We are still feeling the repercussions of the virus that swept football, and some effects are still to be seen. For now, we are seeing the superficial changes that the clubs around the world are feeling. We can’t really say what will happen down the line, but the reality might be that we could be a few clubs shorter.
Football Revenue Takes a Large Tumble
During the 2019/2000 season, European football clubs experienced an overall decrease in revenue of about €3.7 billion overall. Approximately an 11% decrease compared to the previous season. Something that a lot of clubs were not able to afford. The Premier League, in particular, experienced a 13% drop in income. Which was the first drop of that magnitude in the league’s history.
The realisation of the full scope of losses is still unknown. Predictions say that the clubs, especially the English ones, will be able to recover to some extent. But never to the fullest. On the other hand, the Bundesliga experienced the least drop at 4%.
Structural Changes in Football
The COVID-19 pandemic made it very hard to organise future competitions in both domestic and international football. With many leagues on pause, or cancelled completely, it led to the movement of future events.

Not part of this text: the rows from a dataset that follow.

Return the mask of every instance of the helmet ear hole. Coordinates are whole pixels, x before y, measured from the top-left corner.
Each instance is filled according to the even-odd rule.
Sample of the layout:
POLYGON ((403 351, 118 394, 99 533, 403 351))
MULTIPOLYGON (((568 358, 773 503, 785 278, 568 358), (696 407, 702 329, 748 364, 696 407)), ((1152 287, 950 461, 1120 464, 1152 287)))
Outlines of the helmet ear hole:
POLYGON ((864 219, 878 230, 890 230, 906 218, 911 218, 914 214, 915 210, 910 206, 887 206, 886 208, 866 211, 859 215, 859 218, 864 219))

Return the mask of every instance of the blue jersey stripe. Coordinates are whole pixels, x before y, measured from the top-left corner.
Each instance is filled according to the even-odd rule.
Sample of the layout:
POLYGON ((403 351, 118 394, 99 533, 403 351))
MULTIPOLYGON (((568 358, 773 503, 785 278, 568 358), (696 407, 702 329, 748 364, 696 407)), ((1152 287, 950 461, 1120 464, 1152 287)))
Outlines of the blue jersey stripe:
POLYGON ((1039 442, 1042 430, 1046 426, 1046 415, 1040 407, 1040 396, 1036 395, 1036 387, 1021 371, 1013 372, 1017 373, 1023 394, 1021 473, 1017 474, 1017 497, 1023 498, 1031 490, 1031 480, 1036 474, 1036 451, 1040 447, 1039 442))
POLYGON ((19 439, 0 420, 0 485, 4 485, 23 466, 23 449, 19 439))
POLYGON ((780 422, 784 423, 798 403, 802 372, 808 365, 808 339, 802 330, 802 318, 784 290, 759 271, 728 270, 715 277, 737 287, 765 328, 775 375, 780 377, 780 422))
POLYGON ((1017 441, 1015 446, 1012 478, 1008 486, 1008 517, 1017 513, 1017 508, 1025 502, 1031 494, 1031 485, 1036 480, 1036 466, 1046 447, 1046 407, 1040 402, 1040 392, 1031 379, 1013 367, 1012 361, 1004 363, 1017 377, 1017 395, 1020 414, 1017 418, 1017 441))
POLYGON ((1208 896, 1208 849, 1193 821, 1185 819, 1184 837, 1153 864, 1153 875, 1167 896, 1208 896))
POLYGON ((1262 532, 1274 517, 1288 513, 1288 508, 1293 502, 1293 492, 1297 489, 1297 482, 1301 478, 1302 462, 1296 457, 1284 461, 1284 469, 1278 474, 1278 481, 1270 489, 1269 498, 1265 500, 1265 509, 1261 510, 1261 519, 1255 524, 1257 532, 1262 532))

For instance, the Dutch Eredivisie and the French Ligue 1 were suspended and abandoned. It resulted in Lille becoming the champion in France and the suspension of the Dutch title for the season.
Meanwhile, other leagues continued while the 2020 Euros were moved for next year. All of the movements resulted in tectonic changes for everyone involved and affected the players the most. Football is already hard; the effects of COVID and the changes in schedule made it even harder. To mitigate the problem, teams could make five substitutions during a single match instead of three. The rule which they decided to keep and are using across all major leagues and competitions.
The deafening and ghostly silence heard across all football pitches in the latter part of 2020 still haunts us. The absence of fans changed the game completely and, for some teams, even took away their home-field advantage. Nevertheless, it seems that things took a turn for the normal when things started normalising.
However, we can’t forget the lonesome atmosphere at some stadiums during the 2020 European Championship. Unfortunately, some fans were never the same and did not want to come back. While it seems quite normal now, for some supporters, it will never be the same anymore.